Das war in Venedig erstmals so konzentriert zu besichtigen. Die Erzählformen, die auf den Streamingportalen erfolgreich sind, scheinen sich durchzusetzen.
Wenn die Auswahl des Festivals einigermaßen repräsentativ ist, dann passieren zwei Dinge: Mehr Filme knüpfen an Bekanntes an: An historische Ereignisse, die kollektive Erinnerung, sie verfilmen erfolgreiche Bücher oder kommen gleich als Remake daher, wie die 165-Mio.-Dollar-Neuauflage des Science-Fiction-Klassikers „Dune“, die in Venedig gezeigt wurde und danach (jedenfalls in Amerika) sofort ins Streaming geht. Bei solchen Großproduktionen, auf die sich die führenden Studios konzentrieren, ist es schon seit längerem so, dass fast nur noch „Franchises“ entstehen, also eingeführte Marken wie „Star Wars“ immer weiter und tiefer ausgepresst werden.
Der Kampf um die Zuschauer ist mörderisch geworden
Im Streaming ist es auch so, dass ehemals erfolgreiche Filme als Serie wiederkehren: „Fargo“, „Die Kinder vom Bahnhof Zoo“, „Das Boot“. Jetzt hatte in Venedig die Neuauflage von Ingmar Bergmans „Szenen einer Ehe“ Premiere. HBO, das Streamingportal des Warner-Konzerns hat sie mit viel Aufwand und Jessica Chastain sowie Oscar Isaac unter dem Titel „Scenes from A Marriage“ inszeniert. Das Publikum lässt sich leichter für etwas irgendwie schon bekannt Geglaubtes begeistern als für einen originären Stoff.
Ebenso setzen Regisseure und Produzenten viel stärker auf Tempo und klassische, etwa chronologische Erzählstrukturen. Störungen und Längen führen im Streaming zur sofort messbaren Zuschauerflucht, während sich ein an den Kinosessel gefesseltes Publikum darauf womöglich stärker einlassen würde. Der Kampf um die Aufmerksamkeit ist im Streamingzeitalter mörderisch geworden, weil Zuschauenden sofort alle Alternativen nur wenige Klicks entfernt zur Verfügung stehen.
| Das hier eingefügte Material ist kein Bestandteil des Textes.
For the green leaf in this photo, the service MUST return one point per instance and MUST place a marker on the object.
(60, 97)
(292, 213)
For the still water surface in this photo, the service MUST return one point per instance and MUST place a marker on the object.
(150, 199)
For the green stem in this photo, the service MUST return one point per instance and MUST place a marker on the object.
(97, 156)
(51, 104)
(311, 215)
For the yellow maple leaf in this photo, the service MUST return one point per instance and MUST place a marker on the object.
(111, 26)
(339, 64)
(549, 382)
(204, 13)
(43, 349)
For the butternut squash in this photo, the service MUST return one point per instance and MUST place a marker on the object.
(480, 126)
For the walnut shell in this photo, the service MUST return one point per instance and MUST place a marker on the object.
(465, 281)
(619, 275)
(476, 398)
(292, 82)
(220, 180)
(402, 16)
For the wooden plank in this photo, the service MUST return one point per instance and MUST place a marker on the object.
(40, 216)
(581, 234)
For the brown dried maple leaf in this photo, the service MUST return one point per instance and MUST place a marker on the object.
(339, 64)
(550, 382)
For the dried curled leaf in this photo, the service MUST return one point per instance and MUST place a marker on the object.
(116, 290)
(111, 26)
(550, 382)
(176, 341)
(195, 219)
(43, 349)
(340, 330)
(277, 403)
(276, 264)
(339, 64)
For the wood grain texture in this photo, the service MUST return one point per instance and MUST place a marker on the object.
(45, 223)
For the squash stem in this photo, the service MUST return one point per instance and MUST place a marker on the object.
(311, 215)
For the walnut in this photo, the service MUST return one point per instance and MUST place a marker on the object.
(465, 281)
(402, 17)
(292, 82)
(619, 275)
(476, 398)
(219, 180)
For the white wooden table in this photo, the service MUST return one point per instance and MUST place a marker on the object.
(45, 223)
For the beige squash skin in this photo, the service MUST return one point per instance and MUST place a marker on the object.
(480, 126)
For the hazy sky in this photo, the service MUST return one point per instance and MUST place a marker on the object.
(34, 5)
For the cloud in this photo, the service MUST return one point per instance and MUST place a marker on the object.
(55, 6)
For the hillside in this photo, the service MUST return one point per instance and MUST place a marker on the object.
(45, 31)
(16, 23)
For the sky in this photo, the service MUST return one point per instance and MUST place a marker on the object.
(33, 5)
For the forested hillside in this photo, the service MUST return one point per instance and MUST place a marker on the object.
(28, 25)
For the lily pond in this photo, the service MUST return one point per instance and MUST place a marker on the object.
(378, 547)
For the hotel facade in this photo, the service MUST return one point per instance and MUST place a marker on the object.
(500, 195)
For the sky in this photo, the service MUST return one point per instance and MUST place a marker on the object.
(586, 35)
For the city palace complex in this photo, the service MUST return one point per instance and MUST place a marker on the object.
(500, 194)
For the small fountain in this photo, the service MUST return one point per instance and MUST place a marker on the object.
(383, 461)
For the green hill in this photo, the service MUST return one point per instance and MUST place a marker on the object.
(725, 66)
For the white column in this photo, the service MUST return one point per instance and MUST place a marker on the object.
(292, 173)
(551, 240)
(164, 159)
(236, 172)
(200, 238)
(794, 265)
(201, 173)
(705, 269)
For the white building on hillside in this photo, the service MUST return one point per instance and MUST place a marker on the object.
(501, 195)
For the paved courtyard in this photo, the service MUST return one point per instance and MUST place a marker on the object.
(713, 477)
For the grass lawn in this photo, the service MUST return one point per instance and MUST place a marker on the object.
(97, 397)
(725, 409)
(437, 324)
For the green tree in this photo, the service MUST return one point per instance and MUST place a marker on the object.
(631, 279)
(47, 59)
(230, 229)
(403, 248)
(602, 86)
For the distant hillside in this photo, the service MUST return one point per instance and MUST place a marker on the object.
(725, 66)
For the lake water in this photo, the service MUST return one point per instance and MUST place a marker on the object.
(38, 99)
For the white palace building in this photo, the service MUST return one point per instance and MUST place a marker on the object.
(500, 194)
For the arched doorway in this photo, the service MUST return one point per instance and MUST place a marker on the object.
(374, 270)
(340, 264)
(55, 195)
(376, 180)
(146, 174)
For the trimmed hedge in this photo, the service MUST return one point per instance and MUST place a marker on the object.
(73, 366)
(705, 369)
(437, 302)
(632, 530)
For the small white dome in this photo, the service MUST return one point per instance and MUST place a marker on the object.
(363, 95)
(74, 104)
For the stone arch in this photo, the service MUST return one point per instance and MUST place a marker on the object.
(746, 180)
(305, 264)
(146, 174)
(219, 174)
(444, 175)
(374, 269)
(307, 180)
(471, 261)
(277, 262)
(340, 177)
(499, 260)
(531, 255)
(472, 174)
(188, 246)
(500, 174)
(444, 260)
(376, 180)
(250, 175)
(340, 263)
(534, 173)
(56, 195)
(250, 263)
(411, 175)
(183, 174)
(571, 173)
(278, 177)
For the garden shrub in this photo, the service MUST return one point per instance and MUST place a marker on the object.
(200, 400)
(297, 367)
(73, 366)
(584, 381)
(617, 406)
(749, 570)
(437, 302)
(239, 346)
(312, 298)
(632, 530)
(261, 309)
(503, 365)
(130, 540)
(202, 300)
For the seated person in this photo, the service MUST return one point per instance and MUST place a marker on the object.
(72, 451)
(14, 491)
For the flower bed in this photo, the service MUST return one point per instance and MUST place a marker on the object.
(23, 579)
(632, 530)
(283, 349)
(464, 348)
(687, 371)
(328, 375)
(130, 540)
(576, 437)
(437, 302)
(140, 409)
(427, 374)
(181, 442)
Unter diesen Bedingungen hat sich das Festival in Venedig die besten Ausgangsbedingungen verschafft im ewigen Vergleich mit seinen Pendants in Cannes und Berlin. Venedig fand trotz Corona 2020 und 2021 statt und hat seine Position als großer Showcase für die Oscar-Saison in diesem Jahr noch gefestigt. Ein halbes Dutzend Filme, die bei den Filmpreisen in Los Angeles im März in die engere Auswahl kommen dürften, war hier präsent: Neben „Dune“ etwa „The Lost Daughter“ von Maggie Gyllenhaal, „The Power of A Dog“ von Jane Campion, „The Card Counter“ von Paul Schrader oder das Charles-und-Diana-Drama „Spencer“ von Pablo Larraín.
Die Faszination für den Film ist ungebrochen
Cannes ist 2020 ausgefallen und kam 2021 mit einem prall gefüllten und hochkarätigen Programm zurück, leidet aber unter der strikten Ablehnung jeglicher Streaming-Produktionen. Damit schneidet man sich von vielen Entwicklungen beim Film ab. Die Berlinale schließlich konnte in diesem März nur virtuell und mit reduziertem Programm stattfinden und daher ihren Vorteil als Publikumsfest nicht mehr ausspielen. Wenn die Verantwortlichen nicht aufpassen, könnte sie ihre Attraktivität für größere Produktionen weiter verlieren.
Die schlimmsten Befürchtungen aus der Corona-Zeit haben sich aber nicht bestätigt – dass das Kino nach seiner langen Absenz nur noch wenige begeistern würde. Vor dem Premierenpalast auf dem Lido di Venezia war dieses Jahr wie letztes Jahr eine große Sichtschutzwand aufgebaut – um allzu große Menschenansammlungen in der Pandemie am roten Teppich zu verhindern. Doch am einzigen Schlitz in dieser Wand versammelte sich erst recht eine Menschentraube. Dieser Zauber ist ungebrochen.